Respiro tranquilo, todo ha sido un espejismo que ha logrado confundirme, son ya tantos años de travesías por el desierto que ya no debería dejarme sorprender. ¡He caído como un novato! Siempre pasan cosas, aunque la vida esté escondida, siempre está latiendo, a veces de una forma sigilosa, tan discretamente que puede pasar desapercibida para un observador que no haga el esfuerzo para sentirla.

Ya más tranquilo, vuelvo a entrar en casa, para enfrentarme con el artículo quincenal. No vienen las ideas y el vacío del papel, tan blanco como la sábana ondulante, empieza a obsesionarme, por lo que desisto. Mi artículo deberá esperar.

La mesa está puesta con esmero, el escenario ideal para una cena. Es redonda, lo que favorece la tertulia. Esta noche compartiremos mesa con algunos profesionales distinguidos y con algunos miembros de lo que podríamos denominar como intelectualidad dominante. El primer plato es una ensalada en la que lo más importante es la paleta de los colores utilizada para elaborarla, insípida y muy saludable. La conversación se mantiene en los términos que impone la más civilizada de las hipocresías, lo que la hace tan insípida y saludable como la ensalada.

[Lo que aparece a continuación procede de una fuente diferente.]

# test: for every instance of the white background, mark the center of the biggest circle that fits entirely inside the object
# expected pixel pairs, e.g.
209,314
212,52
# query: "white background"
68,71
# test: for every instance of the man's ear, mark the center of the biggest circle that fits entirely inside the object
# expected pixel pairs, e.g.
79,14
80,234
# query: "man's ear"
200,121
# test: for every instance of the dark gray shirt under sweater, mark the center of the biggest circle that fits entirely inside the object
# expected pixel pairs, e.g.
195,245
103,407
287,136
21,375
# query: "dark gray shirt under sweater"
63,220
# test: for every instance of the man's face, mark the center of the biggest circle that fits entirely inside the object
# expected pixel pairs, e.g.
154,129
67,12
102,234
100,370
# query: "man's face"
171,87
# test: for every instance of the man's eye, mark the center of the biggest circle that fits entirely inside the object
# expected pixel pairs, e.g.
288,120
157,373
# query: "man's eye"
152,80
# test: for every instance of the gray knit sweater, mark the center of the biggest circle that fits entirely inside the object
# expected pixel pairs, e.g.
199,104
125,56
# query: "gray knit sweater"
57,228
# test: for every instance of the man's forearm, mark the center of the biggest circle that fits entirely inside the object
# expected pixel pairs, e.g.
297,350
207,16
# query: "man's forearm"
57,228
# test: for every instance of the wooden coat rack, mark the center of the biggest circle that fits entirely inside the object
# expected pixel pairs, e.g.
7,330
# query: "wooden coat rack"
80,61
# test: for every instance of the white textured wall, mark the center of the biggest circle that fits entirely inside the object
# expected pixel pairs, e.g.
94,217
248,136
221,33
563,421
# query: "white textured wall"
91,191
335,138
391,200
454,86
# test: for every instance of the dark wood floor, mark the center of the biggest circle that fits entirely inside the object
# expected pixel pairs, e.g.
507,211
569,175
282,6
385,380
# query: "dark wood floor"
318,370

Con el segundo plato, unas doradas de granja, todas del mismo tamaño y en las que el sabor a mar es tan solo un ligero recuerdo; la conversación deriva hacia cuestiones relativas al mundo de las farmacias, en un intento educado de repartir proporcionalmente los temas tratados, mientras degustamos, es un decir, la carne blanca del pescado.

– ¿Aún existe eso de las distancias para abrir una farmacia?
– Bueno, ahora que estamos en Europa, seguro que estas regulaciones van a desaparecer.
– Ahora deben existir problemas, mis pastillas de la tensión hace días que no las encuentro en mi farmacia.
– ¿Son tan caras aún las farmacias?
– La semana pasada, cuando fui a Lisboa, compré mis analgésicos en el supermercado.
– Cinco años de carrera, para acabar vendiendo «aspirinas».

Una conversación insípida como la dorada; en definitiva, no pasa nada ¿no?

Al llegar a casa, a media noche, intento empezar a escribir mi artículo, pero me quedo admirando el espectáculo de las luces de las ventanas que dan a mi particular universo urbano; en el patio, un grupo de amigos muy ruidoso está celebrando una fiesta alrededor de una barbacoa de sardinas.

Siempre pasan cosas… al menos en el patio de mi manzana.